The new guide to effective time management according to theories of Rory Vaden.

The first article in the series

Imagine a hamster on a spin wheel. Running. Running. Running. But going nowhere. Would you want to take its place?

Now imagine a juggler. Two balls. Three. Four. Ten. Would you want to take the juggler’s place?

And now to the less pleasant news. If you’re reading this article, there’s a good chance you’re one of the two: hamster, or juggler. That’s probably what your time management looks like.

But don’t get upset. You’re not alone, you know that. Most of us handle our lives as though caught in a whirlwind: we dash from one task to the next(hamster model) or are constantly rescheduling (juggler). Not because we have no choice: but simply because that’s what we were taught when it came to time management.

The term “time management” came about in the late 1950s and was itself born of the production lines from the start of that century. Anyone who’s seen Charlie Chaplin’s brilliant movie “Modern Times,” and the sorry misadventures of that production line, will understand the comparison.

At the time, the name of the game in time management was: everything is measured in time used, and a worker was awarded the label of excellence for producing maximum outputs in minimum time. By the mid-1900s this one-dimensional model was also being applied to home life.

The result, as mentioned, was that people ended up racing from one task to another and never getting to the end of their to-do lists.

The next model to appear was two-dimensional and put forward by Steven Covey in the 1980s. It trained us to think in terms of managing our time relative to prioritizing.

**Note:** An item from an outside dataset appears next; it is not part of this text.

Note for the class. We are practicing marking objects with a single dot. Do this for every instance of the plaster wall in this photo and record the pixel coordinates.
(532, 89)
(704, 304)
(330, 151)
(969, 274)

Currently, it sounds too obvious to be worth mentioning: draw up a list of tasks and then rank them as more important, or less so. What you jotted down on line 7 of your list, for example, may actually turn out to be the top priority when compared to the other tasks, and moved into a more urgent position.

This model provided modern humanity with a more effective technique for managing time and… yes… the important tasks received appropriate attention, but what about the rest? They just accumulated and kept accumulating, and the outcome was that most people these days still find themselves racing between tasks.

We’ve got our digital diaries, our popup reminders, and our flashing notes on the computer, and most of us feel like we’re just not getting things done. How can that be possible?

The reason is that time can’t be managed.

Let’s say that again.

Time cannot be managed!
It ticks away at a consistent speed, irrelevant of the tasks we’ve set ourselves. The name of the game these days is self-management. And that’s what will allow you to enter the exclusive club of time multipliers.

Some people are born multipliers. Others need to learn how to do it. In this series of articles, you’ll learn the four ways to manage yourself correctly: elimination (how to say “no”), automation, delegation, and lastly, purposeful procrastination. Taken together, these four methods are your new path to correctly managing yourself without guilt trips and without feeling choked. Eureka!